Encore un week-end à vous regarder, à vous écouter.
Il fallait juste être là, pour essayer de vous amener à poser votre regard autrement. Sur l’autre, sur le monde.
C’est toujours assez effrayant de voir combien vous êtes enfermés dans les apparences, comme un carcan trop bien ficelé, un non-dit ou un trop-dit dangereux.
Il faut être pareil. Se ressembler pour mieux s’approcher.
Même coiffure, mêmes chaussures. Même langage, mêmes mots. Sinon, t’es pas de mon clan.
Aucune place à la différence. Zéro marge d’ajustement.

Soixante collégiens, ensemble, c’est sportif. Histoires de filles, histoires perdues. Vies bancales, vies tordues. Du vrai, du rude, du monde, quoi. Ta petite vie bien tranquille, tes enfants bien dans leurs pompes, tu les embrasseras au retour. Là, tu peux juste te secouer pour partager un brin de ton enthousiasme et essayer de rendre ta joie un peu contagieuse.

Alors, on regarde. On s’arrête. On se pose. Avec eux.
Parce que le manque, il est bien là.
En creux de ces vies, il y a l’absence. De repères, de traces, d’histoire, de socle solide, d’ancres bien arrimées.
Pas question de compenser, juste partager.

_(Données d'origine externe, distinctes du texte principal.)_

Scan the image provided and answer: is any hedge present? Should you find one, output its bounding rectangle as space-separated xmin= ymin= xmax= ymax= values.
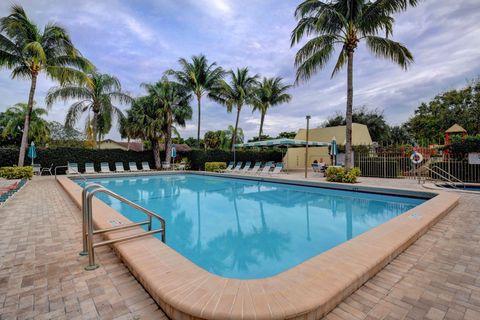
xmin=0 ymin=148 xmax=282 ymax=174
xmin=205 ymin=162 xmax=227 ymax=172
xmin=183 ymin=150 xmax=282 ymax=171
xmin=0 ymin=167 xmax=33 ymax=179
xmin=0 ymin=148 xmax=155 ymax=174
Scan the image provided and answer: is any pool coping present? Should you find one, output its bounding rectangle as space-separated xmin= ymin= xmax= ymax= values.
xmin=58 ymin=171 xmax=459 ymax=319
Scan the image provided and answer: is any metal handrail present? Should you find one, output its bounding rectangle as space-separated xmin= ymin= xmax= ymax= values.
xmin=79 ymin=183 xmax=103 ymax=256
xmin=432 ymin=165 xmax=465 ymax=189
xmin=83 ymin=185 xmax=166 ymax=270
xmin=422 ymin=166 xmax=458 ymax=189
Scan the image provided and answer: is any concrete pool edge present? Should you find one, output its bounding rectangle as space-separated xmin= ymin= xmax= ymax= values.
xmin=58 ymin=172 xmax=459 ymax=319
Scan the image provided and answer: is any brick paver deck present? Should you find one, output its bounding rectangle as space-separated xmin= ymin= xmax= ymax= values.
xmin=0 ymin=177 xmax=167 ymax=320
xmin=0 ymin=178 xmax=480 ymax=319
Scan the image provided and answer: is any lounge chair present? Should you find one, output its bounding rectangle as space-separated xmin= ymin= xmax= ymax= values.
xmin=67 ymin=162 xmax=79 ymax=174
xmin=222 ymin=161 xmax=235 ymax=172
xmin=232 ymin=161 xmax=243 ymax=172
xmin=115 ymin=162 xmax=125 ymax=172
xmin=128 ymin=162 xmax=138 ymax=171
xmin=40 ymin=163 xmax=53 ymax=175
xmin=85 ymin=162 xmax=96 ymax=173
xmin=100 ymin=162 xmax=112 ymax=173
xmin=260 ymin=161 xmax=273 ymax=174
xmin=142 ymin=161 xmax=152 ymax=171
xmin=246 ymin=162 xmax=262 ymax=174
xmin=270 ymin=162 xmax=283 ymax=174
xmin=238 ymin=161 xmax=252 ymax=173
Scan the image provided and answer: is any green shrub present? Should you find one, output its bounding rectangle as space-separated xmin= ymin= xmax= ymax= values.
xmin=205 ymin=162 xmax=227 ymax=172
xmin=0 ymin=167 xmax=33 ymax=179
xmin=326 ymin=167 xmax=361 ymax=183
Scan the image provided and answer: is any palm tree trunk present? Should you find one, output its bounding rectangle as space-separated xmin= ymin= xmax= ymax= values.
xmin=197 ymin=95 xmax=202 ymax=148
xmin=258 ymin=112 xmax=265 ymax=141
xmin=165 ymin=110 xmax=172 ymax=163
xmin=345 ymin=51 xmax=353 ymax=169
xmin=231 ymin=106 xmax=242 ymax=151
xmin=18 ymin=73 xmax=37 ymax=167
xmin=150 ymin=138 xmax=162 ymax=170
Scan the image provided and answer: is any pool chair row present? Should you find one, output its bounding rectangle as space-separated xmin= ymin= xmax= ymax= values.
xmin=67 ymin=161 xmax=152 ymax=174
xmin=224 ymin=161 xmax=284 ymax=174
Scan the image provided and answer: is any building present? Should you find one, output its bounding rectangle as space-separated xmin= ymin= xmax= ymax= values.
xmin=283 ymin=123 xmax=372 ymax=170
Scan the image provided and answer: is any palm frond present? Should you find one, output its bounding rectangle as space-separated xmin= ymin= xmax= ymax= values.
xmin=366 ymin=36 xmax=413 ymax=70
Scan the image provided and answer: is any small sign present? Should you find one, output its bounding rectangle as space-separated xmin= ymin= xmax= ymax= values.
xmin=468 ymin=152 xmax=480 ymax=164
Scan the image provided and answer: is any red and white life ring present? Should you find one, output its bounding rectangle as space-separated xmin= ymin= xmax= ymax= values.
xmin=410 ymin=152 xmax=423 ymax=164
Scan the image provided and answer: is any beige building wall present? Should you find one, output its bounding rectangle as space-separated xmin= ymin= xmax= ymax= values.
xmin=283 ymin=123 xmax=372 ymax=170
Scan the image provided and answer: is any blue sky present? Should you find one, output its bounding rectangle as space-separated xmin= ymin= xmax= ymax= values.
xmin=0 ymin=0 xmax=480 ymax=138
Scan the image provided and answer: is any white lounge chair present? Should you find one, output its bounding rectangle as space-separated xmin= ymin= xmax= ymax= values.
xmin=222 ymin=161 xmax=235 ymax=172
xmin=260 ymin=161 xmax=273 ymax=174
xmin=100 ymin=162 xmax=112 ymax=173
xmin=85 ymin=162 xmax=96 ymax=173
xmin=238 ymin=161 xmax=252 ymax=173
xmin=128 ymin=162 xmax=138 ymax=171
xmin=142 ymin=161 xmax=152 ymax=171
xmin=247 ymin=162 xmax=262 ymax=174
xmin=270 ymin=162 xmax=283 ymax=174
xmin=67 ymin=162 xmax=78 ymax=174
xmin=232 ymin=161 xmax=243 ymax=172
xmin=115 ymin=162 xmax=125 ymax=172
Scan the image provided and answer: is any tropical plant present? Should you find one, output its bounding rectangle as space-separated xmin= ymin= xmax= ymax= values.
xmin=166 ymin=54 xmax=225 ymax=147
xmin=0 ymin=5 xmax=93 ymax=166
xmin=45 ymin=72 xmax=133 ymax=146
xmin=0 ymin=103 xmax=50 ymax=145
xmin=323 ymin=106 xmax=390 ymax=144
xmin=209 ymin=68 xmax=258 ymax=150
xmin=291 ymin=0 xmax=418 ymax=167
xmin=221 ymin=126 xmax=245 ymax=150
xmin=142 ymin=77 xmax=192 ymax=163
xmin=253 ymin=77 xmax=292 ymax=140
xmin=124 ymin=96 xmax=165 ymax=169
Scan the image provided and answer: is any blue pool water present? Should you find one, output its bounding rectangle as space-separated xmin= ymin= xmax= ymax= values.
xmin=78 ymin=174 xmax=425 ymax=279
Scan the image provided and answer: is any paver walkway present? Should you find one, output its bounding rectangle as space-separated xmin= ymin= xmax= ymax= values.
xmin=0 ymin=177 xmax=167 ymax=320
xmin=0 ymin=175 xmax=480 ymax=320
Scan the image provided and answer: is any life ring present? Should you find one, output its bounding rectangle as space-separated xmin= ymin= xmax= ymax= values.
xmin=410 ymin=152 xmax=423 ymax=164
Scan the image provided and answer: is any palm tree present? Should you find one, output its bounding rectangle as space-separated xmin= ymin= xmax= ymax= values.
xmin=209 ymin=68 xmax=258 ymax=150
xmin=142 ymin=77 xmax=192 ymax=163
xmin=45 ymin=72 xmax=133 ymax=147
xmin=253 ymin=77 xmax=292 ymax=140
xmin=166 ymin=54 xmax=225 ymax=147
xmin=0 ymin=103 xmax=50 ymax=145
xmin=291 ymin=0 xmax=418 ymax=168
xmin=125 ymin=96 xmax=165 ymax=169
xmin=0 ymin=5 xmax=93 ymax=166
xmin=220 ymin=126 xmax=245 ymax=150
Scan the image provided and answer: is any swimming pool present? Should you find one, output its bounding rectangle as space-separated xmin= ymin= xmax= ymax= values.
xmin=78 ymin=174 xmax=425 ymax=279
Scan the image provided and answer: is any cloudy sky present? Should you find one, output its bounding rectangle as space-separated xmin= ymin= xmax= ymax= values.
xmin=0 ymin=0 xmax=480 ymax=138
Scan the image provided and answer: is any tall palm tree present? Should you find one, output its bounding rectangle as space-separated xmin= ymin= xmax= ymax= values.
xmin=0 ymin=5 xmax=93 ymax=166
xmin=291 ymin=0 xmax=418 ymax=168
xmin=166 ymin=54 xmax=225 ymax=147
xmin=45 ymin=72 xmax=133 ymax=147
xmin=209 ymin=68 xmax=258 ymax=150
xmin=0 ymin=103 xmax=50 ymax=145
xmin=253 ymin=77 xmax=292 ymax=140
xmin=126 ymin=96 xmax=165 ymax=169
xmin=142 ymin=77 xmax=192 ymax=163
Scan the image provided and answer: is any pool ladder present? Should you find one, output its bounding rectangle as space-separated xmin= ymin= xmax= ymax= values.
xmin=80 ymin=183 xmax=165 ymax=271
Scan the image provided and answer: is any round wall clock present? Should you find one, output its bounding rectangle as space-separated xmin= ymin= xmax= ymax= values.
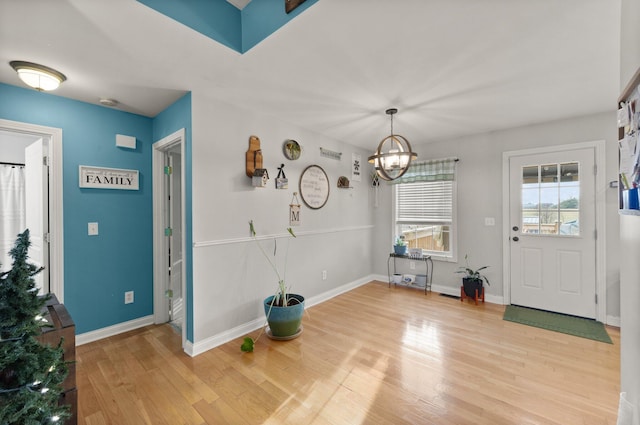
xmin=282 ymin=139 xmax=301 ymax=161
xmin=300 ymin=165 xmax=329 ymax=210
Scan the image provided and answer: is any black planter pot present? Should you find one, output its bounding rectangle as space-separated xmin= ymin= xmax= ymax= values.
xmin=462 ymin=277 xmax=482 ymax=298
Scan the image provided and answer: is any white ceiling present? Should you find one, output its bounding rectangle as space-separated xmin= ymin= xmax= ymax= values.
xmin=0 ymin=0 xmax=620 ymax=149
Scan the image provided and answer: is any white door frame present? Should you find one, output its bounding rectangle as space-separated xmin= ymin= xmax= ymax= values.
xmin=502 ymin=140 xmax=607 ymax=323
xmin=152 ymin=128 xmax=185 ymax=348
xmin=0 ymin=119 xmax=64 ymax=303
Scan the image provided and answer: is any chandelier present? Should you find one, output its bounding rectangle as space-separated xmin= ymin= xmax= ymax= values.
xmin=369 ymin=108 xmax=418 ymax=181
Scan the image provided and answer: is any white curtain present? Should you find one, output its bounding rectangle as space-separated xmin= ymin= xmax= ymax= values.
xmin=0 ymin=164 xmax=26 ymax=271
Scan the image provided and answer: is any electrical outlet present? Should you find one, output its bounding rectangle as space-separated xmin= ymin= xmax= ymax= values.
xmin=124 ymin=291 xmax=133 ymax=304
xmin=87 ymin=223 xmax=98 ymax=236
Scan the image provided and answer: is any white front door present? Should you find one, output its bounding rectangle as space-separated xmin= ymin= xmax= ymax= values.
xmin=167 ymin=146 xmax=184 ymax=327
xmin=24 ymin=138 xmax=49 ymax=295
xmin=509 ymin=148 xmax=596 ymax=318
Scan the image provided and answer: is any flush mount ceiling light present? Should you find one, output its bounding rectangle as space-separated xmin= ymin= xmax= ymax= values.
xmin=369 ymin=108 xmax=418 ymax=181
xmin=9 ymin=61 xmax=67 ymax=91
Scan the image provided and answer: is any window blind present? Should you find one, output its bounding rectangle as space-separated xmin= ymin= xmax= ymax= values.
xmin=396 ymin=180 xmax=453 ymax=224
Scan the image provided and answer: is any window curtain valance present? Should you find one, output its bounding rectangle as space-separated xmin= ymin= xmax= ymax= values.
xmin=390 ymin=158 xmax=458 ymax=184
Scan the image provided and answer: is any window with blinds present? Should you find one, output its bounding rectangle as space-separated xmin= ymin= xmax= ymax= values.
xmin=395 ymin=180 xmax=455 ymax=258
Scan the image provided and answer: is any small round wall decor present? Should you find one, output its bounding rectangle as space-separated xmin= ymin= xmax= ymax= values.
xmin=300 ymin=165 xmax=329 ymax=210
xmin=282 ymin=139 xmax=302 ymax=161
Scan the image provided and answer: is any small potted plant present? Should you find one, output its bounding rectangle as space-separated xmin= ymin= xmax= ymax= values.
xmin=240 ymin=220 xmax=304 ymax=352
xmin=393 ymin=236 xmax=407 ymax=255
xmin=456 ymin=254 xmax=491 ymax=300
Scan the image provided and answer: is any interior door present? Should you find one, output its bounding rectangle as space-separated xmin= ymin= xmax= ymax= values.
xmin=509 ymin=148 xmax=596 ymax=318
xmin=24 ymin=139 xmax=49 ymax=295
xmin=167 ymin=146 xmax=184 ymax=326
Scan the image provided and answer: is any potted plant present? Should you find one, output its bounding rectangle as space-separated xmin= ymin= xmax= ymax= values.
xmin=456 ymin=254 xmax=491 ymax=299
xmin=240 ymin=220 xmax=304 ymax=352
xmin=393 ymin=236 xmax=407 ymax=255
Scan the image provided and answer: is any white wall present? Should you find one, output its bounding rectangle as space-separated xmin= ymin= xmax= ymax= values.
xmin=374 ymin=111 xmax=620 ymax=318
xmin=192 ymin=93 xmax=373 ymax=344
xmin=620 ymin=0 xmax=640 ymax=91
xmin=620 ymin=0 xmax=640 ymax=407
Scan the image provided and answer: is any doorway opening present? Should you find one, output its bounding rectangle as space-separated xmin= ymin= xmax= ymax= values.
xmin=153 ymin=129 xmax=186 ymax=347
xmin=0 ymin=120 xmax=64 ymax=303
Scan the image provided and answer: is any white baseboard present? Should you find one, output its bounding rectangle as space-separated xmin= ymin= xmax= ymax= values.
xmin=371 ymin=274 xmax=504 ymax=305
xmin=606 ymin=316 xmax=620 ymax=328
xmin=76 ymin=315 xmax=153 ymax=346
xmin=184 ymin=276 xmax=374 ymax=357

Alors, on regarde. On s’arrête. On se pose. Avec eux.
Parce que leur vie, elle va déjà trop vite.
Ils oublient de rêver. Ils oublient le silence. Ils parlent, elles parlent, d’un flot incessant de mots. Des mots qui abiment, qui écrasent.
Pas question de juger, juste dire autrement.

Alors, il faut leur dire et leur redire combien la vie est belle, même si…
Que le temps est doux, même quand…
Que le bruit du silence est aussi apaisant que la caresse du vent.
Qu’il faut apprendre, qu’il faut grandir, pour mieux tenir debout.